Abstracts

Rationale: Glioblastomas show high incidence of epilepsy. The tyrosine kinase family protein, Lyn plays an important role in synaptic excitability mediated neuroinflammation. Accordingly, Lyn could mediate the mechanism between inflammation excitability in acquired epileptogenesis related to glioblastoma. The goal was to examine levels of Lyn in vivo and in vitro of glioma and in synaptosome extract from experimental temporal lobe epilepsy. Methods: Glioblastoma cells (U87MG) was implanted in the right striatum in adult female nude mice. Behavior was monitoring during 6 weeks. Total Lyn and phosphorylated Lyn were analyzed in glioblastoma cell culture in clinical relevant Lyn kinase inhibitor, was administered at different doses during cell growth. Status epilepticus (SE) was induced by intraperitoneal administration of pilocarpine followed by diazepam administration 90 minutes later in adult male C57BL/6 mice. Seizures were monitored using continuous video-local field potential recordings during 7 days and then brain samples were collected for histology and western blot analysis according established protocols.
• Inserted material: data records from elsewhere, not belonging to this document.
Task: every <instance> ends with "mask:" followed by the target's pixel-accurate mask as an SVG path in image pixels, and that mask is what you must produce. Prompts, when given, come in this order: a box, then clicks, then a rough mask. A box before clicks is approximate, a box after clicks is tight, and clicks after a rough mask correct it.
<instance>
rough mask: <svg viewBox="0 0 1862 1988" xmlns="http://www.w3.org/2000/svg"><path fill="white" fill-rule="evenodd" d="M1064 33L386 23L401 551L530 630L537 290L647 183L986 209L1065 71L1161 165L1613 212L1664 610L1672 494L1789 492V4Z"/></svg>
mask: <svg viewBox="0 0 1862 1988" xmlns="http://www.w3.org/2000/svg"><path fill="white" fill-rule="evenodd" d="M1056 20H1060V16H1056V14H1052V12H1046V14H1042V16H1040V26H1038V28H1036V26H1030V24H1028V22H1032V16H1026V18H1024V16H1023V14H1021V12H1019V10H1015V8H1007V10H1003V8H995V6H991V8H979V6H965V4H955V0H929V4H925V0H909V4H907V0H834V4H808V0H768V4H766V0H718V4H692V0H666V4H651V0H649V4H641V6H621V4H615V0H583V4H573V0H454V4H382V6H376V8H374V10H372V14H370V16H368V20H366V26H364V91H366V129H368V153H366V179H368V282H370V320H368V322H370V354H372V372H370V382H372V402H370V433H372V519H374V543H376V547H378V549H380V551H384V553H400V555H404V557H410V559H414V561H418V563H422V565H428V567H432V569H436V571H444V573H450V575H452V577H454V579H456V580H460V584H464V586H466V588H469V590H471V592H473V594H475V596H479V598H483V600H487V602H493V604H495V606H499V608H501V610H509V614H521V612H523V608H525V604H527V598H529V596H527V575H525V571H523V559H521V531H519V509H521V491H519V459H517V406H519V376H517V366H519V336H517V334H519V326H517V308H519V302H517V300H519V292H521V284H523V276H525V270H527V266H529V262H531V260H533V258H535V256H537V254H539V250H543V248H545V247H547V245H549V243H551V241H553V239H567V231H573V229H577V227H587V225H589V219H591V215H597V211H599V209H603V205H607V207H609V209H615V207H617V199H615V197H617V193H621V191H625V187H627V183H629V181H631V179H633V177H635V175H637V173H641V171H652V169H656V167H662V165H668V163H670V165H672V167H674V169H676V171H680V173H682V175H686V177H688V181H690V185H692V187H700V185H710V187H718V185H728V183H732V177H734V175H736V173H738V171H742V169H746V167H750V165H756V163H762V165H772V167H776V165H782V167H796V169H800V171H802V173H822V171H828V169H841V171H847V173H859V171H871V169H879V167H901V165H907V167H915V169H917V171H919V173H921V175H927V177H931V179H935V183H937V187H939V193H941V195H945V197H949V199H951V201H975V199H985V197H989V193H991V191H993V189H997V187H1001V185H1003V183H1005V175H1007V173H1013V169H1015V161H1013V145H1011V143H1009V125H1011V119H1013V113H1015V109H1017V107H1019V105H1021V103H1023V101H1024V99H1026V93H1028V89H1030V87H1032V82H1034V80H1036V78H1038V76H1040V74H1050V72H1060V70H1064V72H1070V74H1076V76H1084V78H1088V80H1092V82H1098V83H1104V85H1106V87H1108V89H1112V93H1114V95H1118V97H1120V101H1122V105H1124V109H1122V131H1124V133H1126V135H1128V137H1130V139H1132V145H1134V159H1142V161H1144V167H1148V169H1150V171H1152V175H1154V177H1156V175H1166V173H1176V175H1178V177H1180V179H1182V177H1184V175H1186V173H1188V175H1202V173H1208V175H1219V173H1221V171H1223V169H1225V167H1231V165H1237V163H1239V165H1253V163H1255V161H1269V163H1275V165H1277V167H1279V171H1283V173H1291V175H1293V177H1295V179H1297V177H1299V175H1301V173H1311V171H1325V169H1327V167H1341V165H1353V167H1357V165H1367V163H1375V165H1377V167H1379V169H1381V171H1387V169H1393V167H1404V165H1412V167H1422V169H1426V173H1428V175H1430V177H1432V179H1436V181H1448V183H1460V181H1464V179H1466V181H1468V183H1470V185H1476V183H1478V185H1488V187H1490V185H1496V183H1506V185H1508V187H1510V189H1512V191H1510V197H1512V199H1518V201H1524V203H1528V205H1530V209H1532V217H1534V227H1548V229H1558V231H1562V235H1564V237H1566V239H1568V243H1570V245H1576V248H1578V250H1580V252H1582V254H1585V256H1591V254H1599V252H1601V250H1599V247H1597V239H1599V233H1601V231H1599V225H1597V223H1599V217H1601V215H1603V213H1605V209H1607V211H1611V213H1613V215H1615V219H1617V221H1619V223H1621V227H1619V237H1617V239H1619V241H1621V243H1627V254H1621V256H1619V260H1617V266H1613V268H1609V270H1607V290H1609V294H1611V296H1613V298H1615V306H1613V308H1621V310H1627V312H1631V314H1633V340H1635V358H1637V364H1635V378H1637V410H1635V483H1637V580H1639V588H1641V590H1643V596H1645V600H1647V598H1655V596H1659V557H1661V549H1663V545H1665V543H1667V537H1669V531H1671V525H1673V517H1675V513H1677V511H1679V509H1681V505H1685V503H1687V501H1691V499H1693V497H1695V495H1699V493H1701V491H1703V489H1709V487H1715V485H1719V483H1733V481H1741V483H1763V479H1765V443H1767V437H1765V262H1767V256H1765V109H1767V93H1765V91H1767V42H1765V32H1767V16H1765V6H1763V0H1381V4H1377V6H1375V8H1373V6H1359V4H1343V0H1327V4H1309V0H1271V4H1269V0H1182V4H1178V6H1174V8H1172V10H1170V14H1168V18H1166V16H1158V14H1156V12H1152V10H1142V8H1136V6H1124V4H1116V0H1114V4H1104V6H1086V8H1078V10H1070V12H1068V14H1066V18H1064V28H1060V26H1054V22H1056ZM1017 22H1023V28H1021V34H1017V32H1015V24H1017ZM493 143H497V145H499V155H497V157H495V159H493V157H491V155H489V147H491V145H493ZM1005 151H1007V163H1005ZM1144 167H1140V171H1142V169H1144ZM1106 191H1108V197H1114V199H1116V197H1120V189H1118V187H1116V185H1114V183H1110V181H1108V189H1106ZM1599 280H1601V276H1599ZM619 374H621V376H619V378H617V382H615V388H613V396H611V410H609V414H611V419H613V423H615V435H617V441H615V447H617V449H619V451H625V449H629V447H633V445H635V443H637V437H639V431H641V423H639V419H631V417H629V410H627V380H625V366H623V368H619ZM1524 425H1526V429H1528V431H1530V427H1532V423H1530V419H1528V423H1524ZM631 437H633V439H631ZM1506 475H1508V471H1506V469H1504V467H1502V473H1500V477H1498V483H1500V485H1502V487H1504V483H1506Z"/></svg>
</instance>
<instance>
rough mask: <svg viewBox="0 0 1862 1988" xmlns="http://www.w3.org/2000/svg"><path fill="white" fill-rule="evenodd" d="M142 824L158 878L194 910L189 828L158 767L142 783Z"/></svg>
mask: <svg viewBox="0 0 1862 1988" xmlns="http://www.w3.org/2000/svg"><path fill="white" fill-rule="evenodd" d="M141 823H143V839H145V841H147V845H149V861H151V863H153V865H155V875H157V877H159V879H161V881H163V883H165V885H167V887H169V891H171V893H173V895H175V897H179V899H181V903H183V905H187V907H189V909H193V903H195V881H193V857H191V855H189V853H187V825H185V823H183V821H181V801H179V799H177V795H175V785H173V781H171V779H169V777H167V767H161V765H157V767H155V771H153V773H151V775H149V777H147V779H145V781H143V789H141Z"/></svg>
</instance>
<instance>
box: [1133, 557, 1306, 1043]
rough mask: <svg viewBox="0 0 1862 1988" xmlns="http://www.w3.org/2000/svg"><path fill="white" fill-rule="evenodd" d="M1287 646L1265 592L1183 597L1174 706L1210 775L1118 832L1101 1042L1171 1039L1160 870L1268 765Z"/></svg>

Mice with spontaneous seizures only were selected for the study. Coronal sections of the brain were stained against anti p-Lyn and co-localized with synaptic markers. Dorsal hippocampal regions were analyzed through decovo-immunofluorescence microscopy and imaging software. Synaptosome was extracted from the total hippocampi and homogenized in sucrose solution, then stored for assay in a buffer with a cocktail of various protease inhibitors. Western Blots were performed in glioblastoma and synaptosome samples with the phosphorylated Lyn antibody and detected using chemiluminescence western detection kit. Immunoblot images were acquired using scanner and analyzed with imaging software. Results: Level of phosphorylated Lyn increased in glioblastoma and also in synaptosome extracts from hippocampi of epileptogenic mice. Lyn activation was effectively inhibited by bafetinib. In addition p-Lyn IR like profiles increase in hippocampal layers and co-localized with synaptic markers. Conclusions: Lyn activation could mediate neuronal hyper-excitability during acquired epileptogenesis. Inhibition of Lyn kinase may provide a new therapeutic target as antiepileptogenesis mediated by gliomas.